Arturo aceleró, desafiando las curvas y los baches de la carretera sin siquiera pensarlo. El Gran Maloy rugía como si compartiera su angustia, empujándolo cada vez más rápido hacia un destino incierto. La casa de Vera se encontraba al final de un camino angosto en villa Macondo, rodeada de construcciones desiguales y jardines secos.

Sin siquiera apagar las luces de la moto, corrió Arturo hacia la puerta de la casa, con el corazón golpeando su pecho como un tambor desenfrenado. Llamó con fuerza, y la voz quebrada de Vera respondió casi de inmediato desde dentro, del pasillo común compartido que da a la vivienda que Vera compartía con sus hijas:

—¡Ya voy, Arturo!

La puerta se abrió, y lo primero que vio fue el rostro pálido de Vera, marcado por el agotamiento y la desesperación. Sus ojos estaban enrojecidos, y su cabello desordenado parecía contarle historias de días sin descanso. Vera apenas tuvo tiempo de decir algo antes de girar y señalar hacia una habitación al fondo de la sala.

—Está allá, Arturo... Por favor... ayúdala. No sé qué hacer, hasta hace poco estaba bien, estábamos hablando

Sin pronunciar una palabra más, Arturo entró. El alma, que ya cargaba como una cruz rota, se apretó aún más al ver la escena. Allí estaba Sibyl, recostada de lado sobre un colchón improvisado, sus labios azulados, cada respiración una lucha que le sonaba como hojas de papel desgarrándose. Sus ojos, vidriosos y cansados, apenas lograron enfocarse en él.

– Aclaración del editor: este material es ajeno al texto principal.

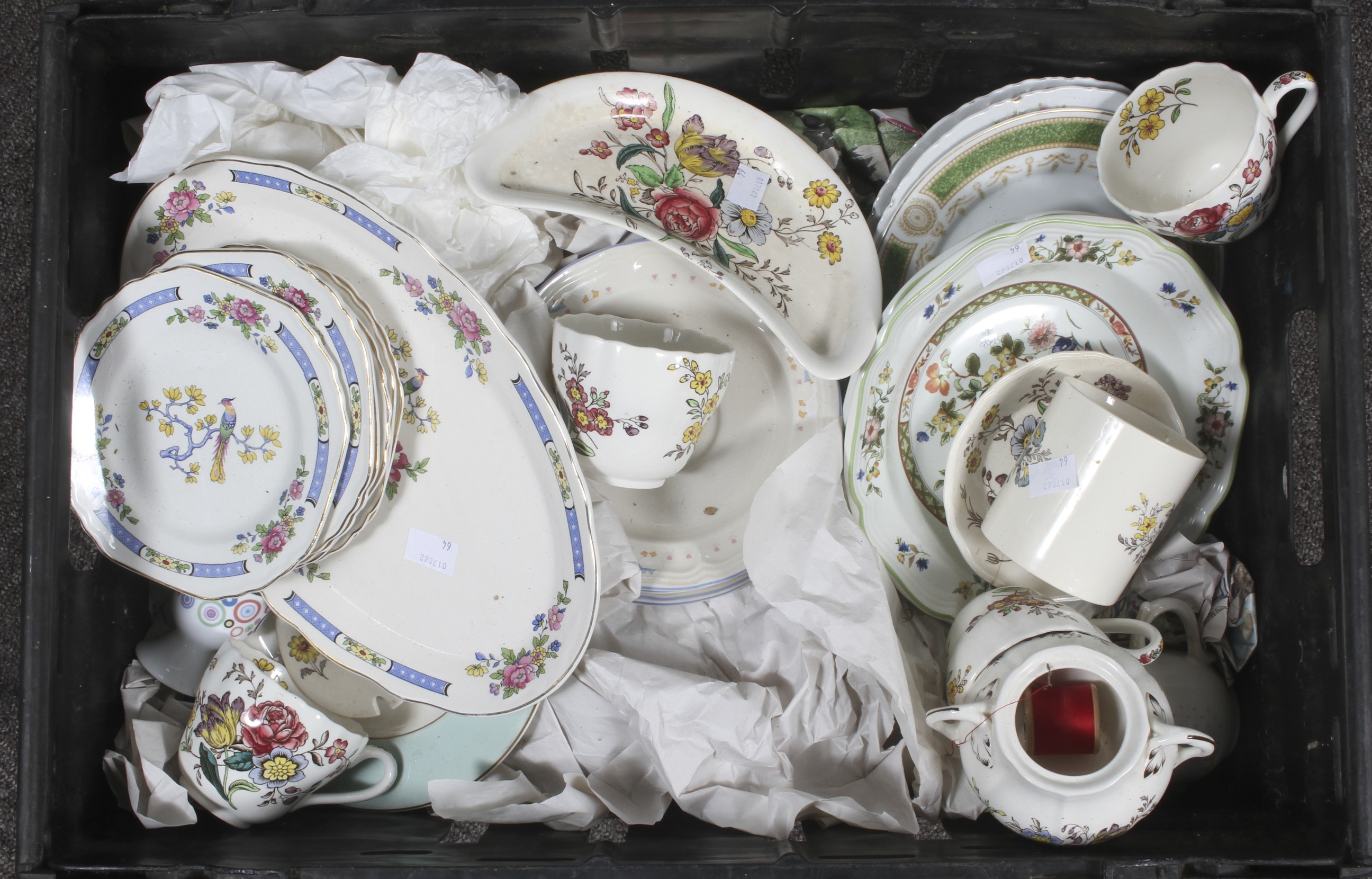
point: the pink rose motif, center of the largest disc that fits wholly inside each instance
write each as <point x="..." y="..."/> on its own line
<point x="1043" y="334"/>
<point x="872" y="430"/>
<point x="687" y="213"/>
<point x="268" y="725"/>
<point x="337" y="752"/>
<point x="599" y="149"/>
<point x="631" y="109"/>
<point x="275" y="540"/>
<point x="243" y="311"/>
<point x="1201" y="221"/>
<point x="297" y="297"/>
<point x="522" y="674"/>
<point x="180" y="205"/>
<point x="465" y="320"/>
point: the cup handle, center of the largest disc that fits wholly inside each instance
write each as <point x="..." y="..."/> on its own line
<point x="1192" y="743"/>
<point x="1151" y="638"/>
<point x="1154" y="609"/>
<point x="389" y="776"/>
<point x="1299" y="80"/>
<point x="955" y="722"/>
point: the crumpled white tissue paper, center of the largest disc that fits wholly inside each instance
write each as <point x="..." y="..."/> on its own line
<point x="752" y="709"/>
<point x="143" y="768"/>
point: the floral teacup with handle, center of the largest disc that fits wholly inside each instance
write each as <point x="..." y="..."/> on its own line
<point x="1195" y="150"/>
<point x="256" y="750"/>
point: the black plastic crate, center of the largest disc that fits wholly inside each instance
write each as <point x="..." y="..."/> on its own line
<point x="1294" y="799"/>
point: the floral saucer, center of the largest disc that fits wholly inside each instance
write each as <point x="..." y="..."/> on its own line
<point x="710" y="177"/>
<point x="689" y="532"/>
<point x="207" y="433"/>
<point x="1090" y="283"/>
<point x="475" y="587"/>
<point x="1013" y="168"/>
<point x="1007" y="430"/>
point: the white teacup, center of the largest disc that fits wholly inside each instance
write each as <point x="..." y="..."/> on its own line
<point x="638" y="394"/>
<point x="1130" y="471"/>
<point x="256" y="750"/>
<point x="1194" y="153"/>
<point x="200" y="627"/>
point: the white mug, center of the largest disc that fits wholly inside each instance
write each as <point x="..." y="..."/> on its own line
<point x="638" y="394"/>
<point x="256" y="750"/>
<point x="1130" y="471"/>
<point x="1194" y="153"/>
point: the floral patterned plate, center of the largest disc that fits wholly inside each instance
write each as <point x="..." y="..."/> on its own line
<point x="1090" y="283"/>
<point x="1013" y="168"/>
<point x="284" y="279"/>
<point x="207" y="433"/>
<point x="475" y="587"/>
<point x="675" y="161"/>
<point x="689" y="532"/>
<point x="1010" y="432"/>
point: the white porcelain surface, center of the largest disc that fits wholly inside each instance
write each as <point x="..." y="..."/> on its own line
<point x="1195" y="688"/>
<point x="667" y="383"/>
<point x="1194" y="151"/>
<point x="998" y="620"/>
<point x="256" y="750"/>
<point x="1143" y="301"/>
<point x="689" y="533"/>
<point x="1007" y="101"/>
<point x="1006" y="419"/>
<point x="200" y="627"/>
<point x="483" y="462"/>
<point x="1131" y="471"/>
<point x="1080" y="799"/>
<point x="659" y="156"/>
<point x="207" y="430"/>
<point x="1009" y="169"/>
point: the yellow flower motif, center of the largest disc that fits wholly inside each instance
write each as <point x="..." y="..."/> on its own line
<point x="1241" y="216"/>
<point x="302" y="650"/>
<point x="831" y="248"/>
<point x="822" y="194"/>
<point x="279" y="769"/>
<point x="1150" y="127"/>
<point x="1150" y="101"/>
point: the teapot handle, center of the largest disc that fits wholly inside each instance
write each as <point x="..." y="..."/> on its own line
<point x="1283" y="86"/>
<point x="1151" y="638"/>
<point x="955" y="722"/>
<point x="1154" y="609"/>
<point x="1190" y="742"/>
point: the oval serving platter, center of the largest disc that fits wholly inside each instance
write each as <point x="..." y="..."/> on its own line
<point x="475" y="587"/>
<point x="674" y="161"/>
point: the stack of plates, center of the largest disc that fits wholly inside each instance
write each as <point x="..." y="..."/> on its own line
<point x="291" y="396"/>
<point x="1021" y="150"/>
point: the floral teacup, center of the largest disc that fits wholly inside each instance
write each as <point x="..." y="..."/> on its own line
<point x="256" y="750"/>
<point x="1195" y="151"/>
<point x="666" y="385"/>
<point x="200" y="627"/>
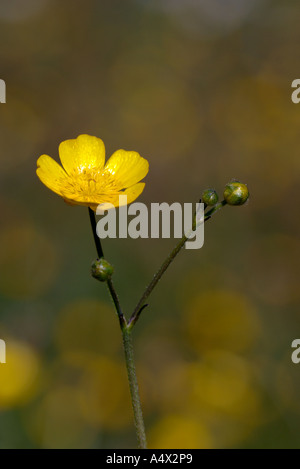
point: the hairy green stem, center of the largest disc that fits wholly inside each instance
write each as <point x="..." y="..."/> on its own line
<point x="134" y="389"/>
<point x="141" y="304"/>
<point x="128" y="349"/>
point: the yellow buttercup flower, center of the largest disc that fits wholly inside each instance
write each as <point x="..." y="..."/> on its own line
<point x="85" y="179"/>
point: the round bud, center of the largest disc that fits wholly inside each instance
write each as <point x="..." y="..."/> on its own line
<point x="101" y="269"/>
<point x="210" y="197"/>
<point x="236" y="193"/>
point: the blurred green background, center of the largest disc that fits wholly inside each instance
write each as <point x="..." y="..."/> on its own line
<point x="202" y="89"/>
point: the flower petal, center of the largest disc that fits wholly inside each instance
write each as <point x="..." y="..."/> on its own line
<point x="82" y="153"/>
<point x="51" y="173"/>
<point x="127" y="167"/>
<point x="132" y="193"/>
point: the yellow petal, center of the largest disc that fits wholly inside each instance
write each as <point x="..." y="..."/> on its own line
<point x="127" y="167"/>
<point x="82" y="153"/>
<point x="51" y="173"/>
<point x="132" y="193"/>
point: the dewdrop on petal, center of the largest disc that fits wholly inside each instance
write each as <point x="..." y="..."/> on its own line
<point x="102" y="270"/>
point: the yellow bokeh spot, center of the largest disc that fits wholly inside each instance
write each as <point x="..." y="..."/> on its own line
<point x="179" y="432"/>
<point x="221" y="319"/>
<point x="57" y="422"/>
<point x="104" y="400"/>
<point x="19" y="375"/>
<point x="225" y="383"/>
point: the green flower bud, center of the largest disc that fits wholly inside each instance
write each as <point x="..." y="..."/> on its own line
<point x="210" y="197"/>
<point x="101" y="269"/>
<point x="236" y="193"/>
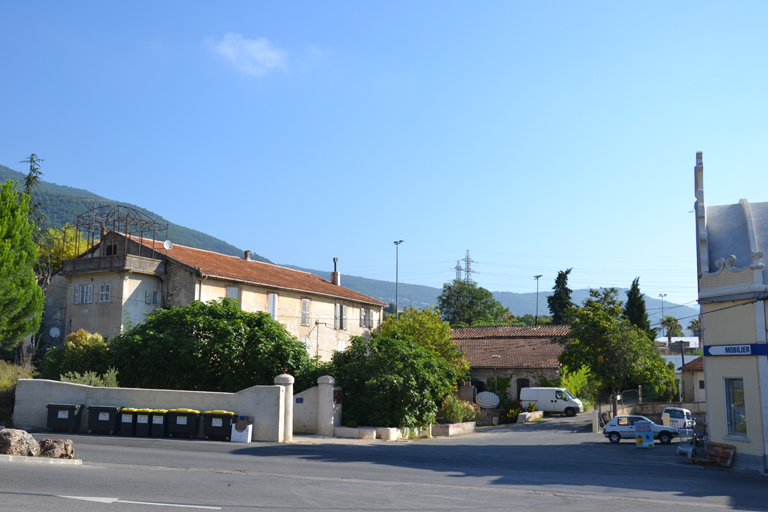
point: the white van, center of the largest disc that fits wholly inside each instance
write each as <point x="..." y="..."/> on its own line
<point x="679" y="417"/>
<point x="551" y="400"/>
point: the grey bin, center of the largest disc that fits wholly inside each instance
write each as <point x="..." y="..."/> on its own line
<point x="103" y="418"/>
<point x="64" y="416"/>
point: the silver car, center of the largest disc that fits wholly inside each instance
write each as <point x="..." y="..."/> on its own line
<point x="623" y="427"/>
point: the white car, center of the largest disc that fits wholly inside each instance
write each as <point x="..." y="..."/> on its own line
<point x="623" y="427"/>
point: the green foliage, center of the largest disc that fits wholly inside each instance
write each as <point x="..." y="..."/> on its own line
<point x="459" y="411"/>
<point x="390" y="380"/>
<point x="613" y="351"/>
<point x="108" y="380"/>
<point x="212" y="346"/>
<point x="560" y="305"/>
<point x="427" y="329"/>
<point x="9" y="374"/>
<point x="83" y="352"/>
<point x="463" y="303"/>
<point x="635" y="311"/>
<point x="21" y="300"/>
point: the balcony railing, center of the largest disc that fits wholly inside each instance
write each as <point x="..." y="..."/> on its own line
<point x="113" y="264"/>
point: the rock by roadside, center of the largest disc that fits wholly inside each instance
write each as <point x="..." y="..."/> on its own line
<point x="18" y="442"/>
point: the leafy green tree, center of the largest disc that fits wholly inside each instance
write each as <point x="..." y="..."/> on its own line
<point x="31" y="182"/>
<point x="635" y="311"/>
<point x="83" y="352"/>
<point x="213" y="346"/>
<point x="560" y="304"/>
<point x="463" y="303"/>
<point x="613" y="351"/>
<point x="427" y="329"/>
<point x="21" y="300"/>
<point x="390" y="380"/>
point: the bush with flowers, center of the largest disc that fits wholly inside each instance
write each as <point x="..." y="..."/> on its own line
<point x="459" y="411"/>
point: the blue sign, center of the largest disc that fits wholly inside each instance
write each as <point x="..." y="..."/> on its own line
<point x="754" y="349"/>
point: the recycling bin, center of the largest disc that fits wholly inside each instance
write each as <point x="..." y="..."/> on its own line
<point x="183" y="422"/>
<point x="103" y="418"/>
<point x="218" y="424"/>
<point x="142" y="422"/>
<point x="127" y="421"/>
<point x="64" y="416"/>
<point x="159" y="427"/>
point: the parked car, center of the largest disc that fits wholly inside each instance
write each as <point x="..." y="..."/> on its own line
<point x="623" y="427"/>
<point x="679" y="417"/>
<point x="551" y="400"/>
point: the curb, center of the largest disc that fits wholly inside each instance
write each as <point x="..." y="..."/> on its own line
<point x="41" y="460"/>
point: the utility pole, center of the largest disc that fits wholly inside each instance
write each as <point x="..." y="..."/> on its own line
<point x="397" y="276"/>
<point x="537" y="298"/>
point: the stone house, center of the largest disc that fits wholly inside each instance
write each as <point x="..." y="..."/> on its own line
<point x="692" y="380"/>
<point x="733" y="284"/>
<point x="120" y="279"/>
<point x="524" y="353"/>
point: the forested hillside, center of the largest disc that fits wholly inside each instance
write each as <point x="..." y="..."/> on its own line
<point x="63" y="204"/>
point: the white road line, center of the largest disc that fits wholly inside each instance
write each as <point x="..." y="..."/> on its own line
<point x="117" y="500"/>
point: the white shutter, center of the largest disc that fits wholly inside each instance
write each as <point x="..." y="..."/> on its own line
<point x="304" y="311"/>
<point x="337" y="317"/>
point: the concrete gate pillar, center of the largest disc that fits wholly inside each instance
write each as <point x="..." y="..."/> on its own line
<point x="286" y="381"/>
<point x="325" y="405"/>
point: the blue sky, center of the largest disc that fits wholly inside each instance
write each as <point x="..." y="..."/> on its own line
<point x="539" y="136"/>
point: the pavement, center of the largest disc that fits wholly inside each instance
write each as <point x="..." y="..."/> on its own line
<point x="557" y="464"/>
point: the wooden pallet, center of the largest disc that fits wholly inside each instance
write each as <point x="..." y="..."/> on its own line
<point x="718" y="454"/>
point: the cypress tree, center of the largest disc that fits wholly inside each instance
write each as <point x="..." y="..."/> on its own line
<point x="21" y="299"/>
<point x="634" y="310"/>
<point x="560" y="304"/>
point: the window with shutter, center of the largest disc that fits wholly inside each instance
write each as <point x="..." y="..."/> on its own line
<point x="104" y="292"/>
<point x="304" y="311"/>
<point x="272" y="305"/>
<point x="337" y="317"/>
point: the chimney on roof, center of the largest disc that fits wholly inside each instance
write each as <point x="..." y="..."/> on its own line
<point x="335" y="276"/>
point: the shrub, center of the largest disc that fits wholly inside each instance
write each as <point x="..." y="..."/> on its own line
<point x="459" y="411"/>
<point x="83" y="352"/>
<point x="9" y="374"/>
<point x="108" y="380"/>
<point x="391" y="381"/>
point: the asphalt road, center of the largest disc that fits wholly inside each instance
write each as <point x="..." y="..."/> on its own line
<point x="553" y="465"/>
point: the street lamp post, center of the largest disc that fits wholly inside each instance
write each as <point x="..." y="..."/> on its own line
<point x="537" y="298"/>
<point x="397" y="276"/>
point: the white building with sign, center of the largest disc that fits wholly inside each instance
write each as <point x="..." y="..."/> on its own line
<point x="733" y="286"/>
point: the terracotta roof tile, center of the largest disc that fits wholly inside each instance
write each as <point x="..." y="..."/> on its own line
<point x="234" y="268"/>
<point x="509" y="331"/>
<point x="513" y="353"/>
<point x="697" y="365"/>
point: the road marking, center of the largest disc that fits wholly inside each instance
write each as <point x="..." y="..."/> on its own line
<point x="118" y="500"/>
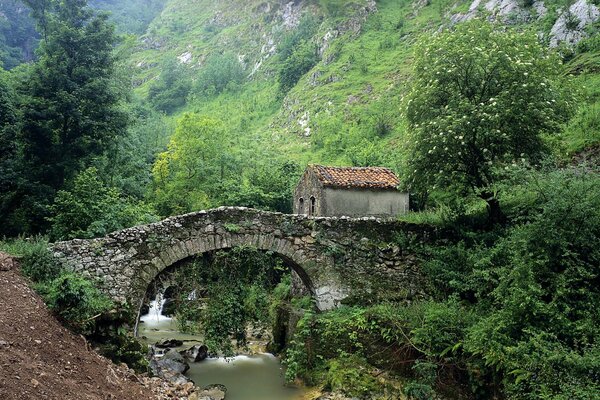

—Sibyl —murmuró Arturo mientras se arrodillaba junto a ella. Pero apenas podía articular sus pensamientos. La chica estaba dormida, débil, le costaba respirar. El abismo de su propio dolor aún estaba dentro de él, y ahora se encontraba cara a cara con otro—. Rápido —empezó Arturo a dar instrucciones—, empaque las cosas de Sibyl, la llevaré conmigo al Hospital Obrero. Usted quédese aquí, por favor, en los hospitales no dejan entrar a mucha gente —ordenó.

—Se va a salvar, ¿cierto? — inquirió Vera, llena de angustia.

Al verla, Arturo volvió a recordar a Beatrice, miró a Sibyl, era demasiada tragedia. Desde luego que el metalero derruido no diría a doña Vera lo de Beatrice, no aún; primero Sibyl y después las malas noticias. ¿Era lo correcto?, Arturo no lo sabía, pero en un momento como ese había cosas que se debían decir y otras que se debían callar.

—Estará bien, lo prometo —el metalero respondió, asolado por la culpa. Y partió con Sibyl hacia su destino.